Your countrymen, who have never been very interested in foreign affairs much less foreign wars, are tired of our long involvement in Iraq and Afghanistan. Yet, a new batch of human suffering now afflicts Syria, where enemies of the United States are facing off against different enemies of the United States with innocent civilians caught in the middle.
Now the latest atrocity could involve chemical weapons. If the Syrian government really has used these weapons, then the stakes have just been upped by quite a bit. Regardless of who might win this civil war, don't you need to do something powerful to stop chemical warfare from creeping back into general use?
An op-ed in last Sunday's New York Times by a foreign policy expert argues that the answer to that question is no. Edward Luttwak, a senior associate at the Center for Strategic and International Studies, says that the best result for U.S. interests would be a continued draw. He goes so far as to suggest that the U.S. should arm any side that isn't winning in order to prolong the conflict. The basic morality of that suggestion aside, do we really want to be seen as the country that promotes endless armed conflict?
I can't blame Americans for being tired of sending our soldiers and our money to intervene in far-off conflicts.
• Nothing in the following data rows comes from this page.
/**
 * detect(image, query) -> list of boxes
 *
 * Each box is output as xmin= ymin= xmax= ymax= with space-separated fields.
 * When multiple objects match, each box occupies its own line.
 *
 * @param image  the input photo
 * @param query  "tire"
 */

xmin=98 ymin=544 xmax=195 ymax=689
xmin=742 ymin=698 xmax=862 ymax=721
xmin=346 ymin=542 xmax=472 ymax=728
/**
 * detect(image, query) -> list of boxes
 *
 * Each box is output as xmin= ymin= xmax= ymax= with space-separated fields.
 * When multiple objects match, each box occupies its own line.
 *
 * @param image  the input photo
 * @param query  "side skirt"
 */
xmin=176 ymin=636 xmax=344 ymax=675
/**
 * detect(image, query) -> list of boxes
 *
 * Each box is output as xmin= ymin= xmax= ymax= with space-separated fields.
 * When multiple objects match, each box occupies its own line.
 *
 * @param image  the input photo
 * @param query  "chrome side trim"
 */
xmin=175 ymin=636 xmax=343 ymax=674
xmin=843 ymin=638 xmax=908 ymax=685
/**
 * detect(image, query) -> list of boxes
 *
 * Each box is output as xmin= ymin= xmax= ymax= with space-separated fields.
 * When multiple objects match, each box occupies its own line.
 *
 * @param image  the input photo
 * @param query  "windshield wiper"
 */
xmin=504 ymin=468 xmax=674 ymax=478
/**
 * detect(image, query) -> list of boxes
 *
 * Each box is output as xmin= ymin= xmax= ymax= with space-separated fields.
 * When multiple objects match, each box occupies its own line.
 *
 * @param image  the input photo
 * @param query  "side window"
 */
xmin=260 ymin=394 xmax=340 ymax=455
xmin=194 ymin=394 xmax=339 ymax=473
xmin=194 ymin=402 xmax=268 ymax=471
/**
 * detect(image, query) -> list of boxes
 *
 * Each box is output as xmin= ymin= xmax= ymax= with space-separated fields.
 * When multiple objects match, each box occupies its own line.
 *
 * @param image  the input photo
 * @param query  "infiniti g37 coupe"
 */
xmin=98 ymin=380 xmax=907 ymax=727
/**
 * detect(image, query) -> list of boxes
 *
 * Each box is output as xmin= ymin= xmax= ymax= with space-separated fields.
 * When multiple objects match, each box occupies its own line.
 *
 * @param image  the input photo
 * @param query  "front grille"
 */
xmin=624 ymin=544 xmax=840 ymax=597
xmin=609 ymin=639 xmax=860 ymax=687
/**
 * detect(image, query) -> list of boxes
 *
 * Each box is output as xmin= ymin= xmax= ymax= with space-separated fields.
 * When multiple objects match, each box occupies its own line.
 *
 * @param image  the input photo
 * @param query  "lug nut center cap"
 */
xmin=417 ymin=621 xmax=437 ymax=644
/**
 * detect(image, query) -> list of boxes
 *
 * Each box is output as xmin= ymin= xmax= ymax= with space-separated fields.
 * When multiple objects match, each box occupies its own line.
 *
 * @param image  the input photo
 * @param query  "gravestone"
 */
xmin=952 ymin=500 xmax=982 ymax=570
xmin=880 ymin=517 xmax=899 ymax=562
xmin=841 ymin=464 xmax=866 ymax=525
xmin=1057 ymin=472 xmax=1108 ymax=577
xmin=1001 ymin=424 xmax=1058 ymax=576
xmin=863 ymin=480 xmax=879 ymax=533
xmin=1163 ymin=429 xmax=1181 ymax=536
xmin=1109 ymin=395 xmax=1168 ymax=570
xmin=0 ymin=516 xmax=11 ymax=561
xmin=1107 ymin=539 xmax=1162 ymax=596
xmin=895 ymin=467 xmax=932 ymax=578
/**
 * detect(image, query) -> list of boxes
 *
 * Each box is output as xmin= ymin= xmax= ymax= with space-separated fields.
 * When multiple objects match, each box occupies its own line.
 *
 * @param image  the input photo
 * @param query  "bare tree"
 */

It doesn't help that the wars in Vietnam and Iraq were sold at least in part on lies, and that the war in Afghanistan, while a response to a direct attack on the United States, has proven costly, murky and almost impossible to get out of.
Which brings us to the United Nations. The U.N. should be the answer to the Syria dilemma. But American conservatives have long attacked the UN and done everything they can to undermine it. But without a strong international peace-making and -keeping organization, the moral weight of civilian suffering rests with the world's most powerful nation --- us. If we fail to act, no other single nation has the wherewithal to stop the killing.
Someone, probably the president, needs to start making the argument that it is in the best interests of America to have a stronger U.N. Without it we can pay more with our wallets to intervene in places like Syria or we pay an even higher price with our consciences if we don't.